Jim Wassil: No, I think that is there. I think that if there is a non-preferential recommendation, then I think it will be at up to us to choose which of the competitor we can choose to use in the Phase 3.
Seamus Fernandez: Great. Thank you guys. Appreciate it.
Andrew Guggenhime: Yes. Thanks, Seamus.
Operator: Thank you. We’ll go next now to Louise Chen at Cantor Fitzgerald.
Louise Chen: Hi, thanks for taking my question. Wanted to ask you on your global manufacturing capacity and how this gives you a competitive advantage. And then what kind of capacity will you have once you complete this buildout? And second question I wanted to ask you was, just on the infants.

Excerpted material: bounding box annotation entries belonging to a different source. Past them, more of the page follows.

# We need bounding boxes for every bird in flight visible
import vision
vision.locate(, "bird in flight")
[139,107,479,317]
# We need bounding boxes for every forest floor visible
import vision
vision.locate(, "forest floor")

Are you going to also choose either VAX-24 or VAX-31 for infants? What are you thinking here? And what is your VAX -31 adult data are going to give you as you think about the instant opportunity?

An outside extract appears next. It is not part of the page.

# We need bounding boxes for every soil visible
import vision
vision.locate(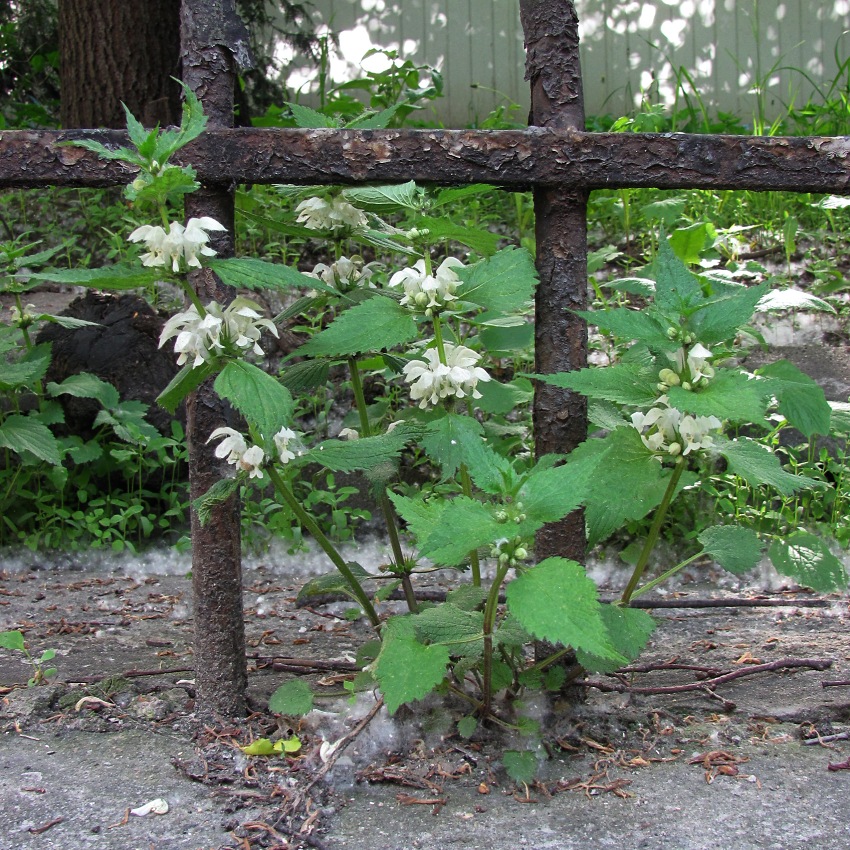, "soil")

Grant Pickering: Yes, thanks for the questions, Louise. Yes, so as it relates to the manufacturing buildout from a competitive perspective, it’s really table stakes, if you will, if you can supply these vaccines at the appropriate capacity then how can you expect the ACIP among others, to make a broad recommendation for your vaccine? So, for us, it’s been fundamental to unlocking the full value of these vaccines, is to stay ahead of that sort of capacity so as to have not only the ability to deliver but the sort of profile that would warrant a preferred recommendation ideally. And so that’s been absolutely crucial to this whole story. And I think we’ve been able to stay ahead of that. We’re in a position to launch out of existing Lonza infrastructure where we’ve been making these materials to study clinically.